Di balik berbagai tantangan yang dihadapi, para sopir angkot tetap setia menjalankan tugasnya. Mereka tetap beroperasi setiap hari, mengantar penumpang dari satu titik ke titik lain, meskipun jumlah penumpang sering kali tidak sebanding dengan biaya operasional yang dikeluarkan.
“Sekarang ini momen yang tepat untuk membenahi semuanya. Kalau transportasi publik tertata, kemacetan bisa berkurang,” tegas Purwono. Ia menekankan bahwa perbaikan sistem transportasi publik semestinya menjadi agenda serius yang diambil alih oleh negara sebagai bentuk pelayanan dasar terhadap masyarakat.
Ia juga mendorong sinergi lebih kuat antara pemerintah pusat, pemerintah daerah, dan pelaku transportasi untuk membangun ekosistem transportasi publik yang layak dan kompetitif. Apalagi, dengan meningkatnya kesadaran lingkungan dan kebutuhan akan mobilitas yang efisien, transportasi publik seharusnya menjadi solusi utama, bukan pilihan terakhir.
Melihat potensi itu, pihak Organda mengimbau agar pemerintah segera memberikan dukungan konkret seperti subsidi operasional, insentif peremajaan kendaraan, dan pengembangan sistem rute berbasis kebutuhan warga serta integrasi dengan moda transportasi lain.
Lebih jauh lagi, Purwono meyakini bahwa transportasi publik dapat mengambil peran besar dalam upaya menekan polusi udara dan mengurai kemacetan yang kini menjadi masalah umum di kota-kota besar. Untuk itu, dukungan kebijakan dan pendanaan yang memadai akan menjadi kunci keberhasilan.
Di sisi lain, tantangan ini juga menyimpan peluang besar untuk transformasi. Dengan perbaikan sistem layanan, peningkatan kenyamanan, dan edukasi publik, masyarakat bisa kembali mempercayakan mobilitas harian mereka pada moda transportasi publik.
Transformasi ini bisa dimulai dari hal-hal sederhana, seperti memastikan armada yang layak jalan, waktu kedatangan yang konsisten, serta sistem pembayaran yang lebih modern dan mudah diakses. Penataan terminal, halte, serta sarana prasarana pendukung lainnya juga harus ditingkatkan.

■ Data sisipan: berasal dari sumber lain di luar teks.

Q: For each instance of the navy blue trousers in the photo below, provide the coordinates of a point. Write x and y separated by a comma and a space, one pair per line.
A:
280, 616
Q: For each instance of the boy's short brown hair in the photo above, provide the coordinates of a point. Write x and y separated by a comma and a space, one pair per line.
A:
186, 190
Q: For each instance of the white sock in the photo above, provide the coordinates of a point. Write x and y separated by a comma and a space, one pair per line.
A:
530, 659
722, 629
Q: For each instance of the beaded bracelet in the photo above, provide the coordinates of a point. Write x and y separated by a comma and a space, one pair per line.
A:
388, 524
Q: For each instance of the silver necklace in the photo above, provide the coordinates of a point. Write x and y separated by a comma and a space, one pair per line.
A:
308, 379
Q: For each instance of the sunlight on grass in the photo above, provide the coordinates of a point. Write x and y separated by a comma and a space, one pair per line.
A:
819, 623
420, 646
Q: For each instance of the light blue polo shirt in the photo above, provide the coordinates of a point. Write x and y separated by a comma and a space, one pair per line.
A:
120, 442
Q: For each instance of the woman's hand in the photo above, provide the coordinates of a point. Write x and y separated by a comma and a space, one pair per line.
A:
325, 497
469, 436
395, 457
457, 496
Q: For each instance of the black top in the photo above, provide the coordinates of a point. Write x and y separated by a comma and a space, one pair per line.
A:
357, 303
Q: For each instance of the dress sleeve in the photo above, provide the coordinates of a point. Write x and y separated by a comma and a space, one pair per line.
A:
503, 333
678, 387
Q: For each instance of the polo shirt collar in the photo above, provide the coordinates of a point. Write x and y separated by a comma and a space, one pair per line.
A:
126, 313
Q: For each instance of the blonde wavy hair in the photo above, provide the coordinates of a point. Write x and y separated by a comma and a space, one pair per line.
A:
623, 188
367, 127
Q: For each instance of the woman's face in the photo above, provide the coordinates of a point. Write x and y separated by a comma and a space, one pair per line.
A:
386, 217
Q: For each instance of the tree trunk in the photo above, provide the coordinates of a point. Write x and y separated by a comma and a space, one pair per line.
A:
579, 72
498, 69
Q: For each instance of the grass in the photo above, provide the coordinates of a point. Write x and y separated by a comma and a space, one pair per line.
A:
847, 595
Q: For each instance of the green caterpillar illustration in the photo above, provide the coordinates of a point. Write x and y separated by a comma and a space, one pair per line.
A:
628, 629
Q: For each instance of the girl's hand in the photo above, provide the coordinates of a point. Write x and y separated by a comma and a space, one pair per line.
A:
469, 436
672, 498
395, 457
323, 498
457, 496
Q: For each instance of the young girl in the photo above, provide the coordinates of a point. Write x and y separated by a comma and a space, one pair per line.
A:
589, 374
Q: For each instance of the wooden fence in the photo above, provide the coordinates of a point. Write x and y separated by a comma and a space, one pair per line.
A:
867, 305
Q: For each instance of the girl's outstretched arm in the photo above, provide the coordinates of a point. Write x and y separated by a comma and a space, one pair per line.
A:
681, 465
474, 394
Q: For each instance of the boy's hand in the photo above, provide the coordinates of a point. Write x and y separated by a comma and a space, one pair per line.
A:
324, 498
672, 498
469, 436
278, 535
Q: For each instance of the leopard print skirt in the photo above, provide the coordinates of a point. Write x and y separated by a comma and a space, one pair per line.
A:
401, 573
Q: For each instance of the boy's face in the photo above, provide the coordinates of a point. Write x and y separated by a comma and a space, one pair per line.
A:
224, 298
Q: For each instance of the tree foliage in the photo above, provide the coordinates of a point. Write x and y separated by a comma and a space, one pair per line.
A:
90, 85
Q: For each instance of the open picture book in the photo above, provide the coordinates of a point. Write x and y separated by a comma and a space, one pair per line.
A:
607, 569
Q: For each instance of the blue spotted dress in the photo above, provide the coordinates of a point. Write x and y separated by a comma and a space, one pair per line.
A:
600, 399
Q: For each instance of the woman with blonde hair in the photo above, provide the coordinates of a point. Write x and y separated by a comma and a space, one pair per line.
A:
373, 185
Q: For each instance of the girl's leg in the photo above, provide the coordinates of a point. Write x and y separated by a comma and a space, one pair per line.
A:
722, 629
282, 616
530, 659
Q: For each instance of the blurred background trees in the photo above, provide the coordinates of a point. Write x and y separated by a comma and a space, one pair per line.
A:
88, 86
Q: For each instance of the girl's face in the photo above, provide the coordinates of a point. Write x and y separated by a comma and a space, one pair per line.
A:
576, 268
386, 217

Kota Malang, dengan dinamika pertumbuhan penduduk dan geliat pariwisatanya, berada pada posisi strategis untuk menjadi percontohan kota dengan sistem transportasi publik yang tangguh, inklusif, dan ramah lingkungan. Dukungan terhadap para sopir angkot yang telah lama menjadi tulang punggung mobilitas warga juga menjadi hal esensial dalam proses ini.
Dengan komitmen dan langkah konkret dari semua pihak, bukan tidak mungkin wajah transportasi publik Kota Malang akan berubah menuju arah yang lebih baik, menjadikannya pilihan utama dan bukan alternatif terakhir.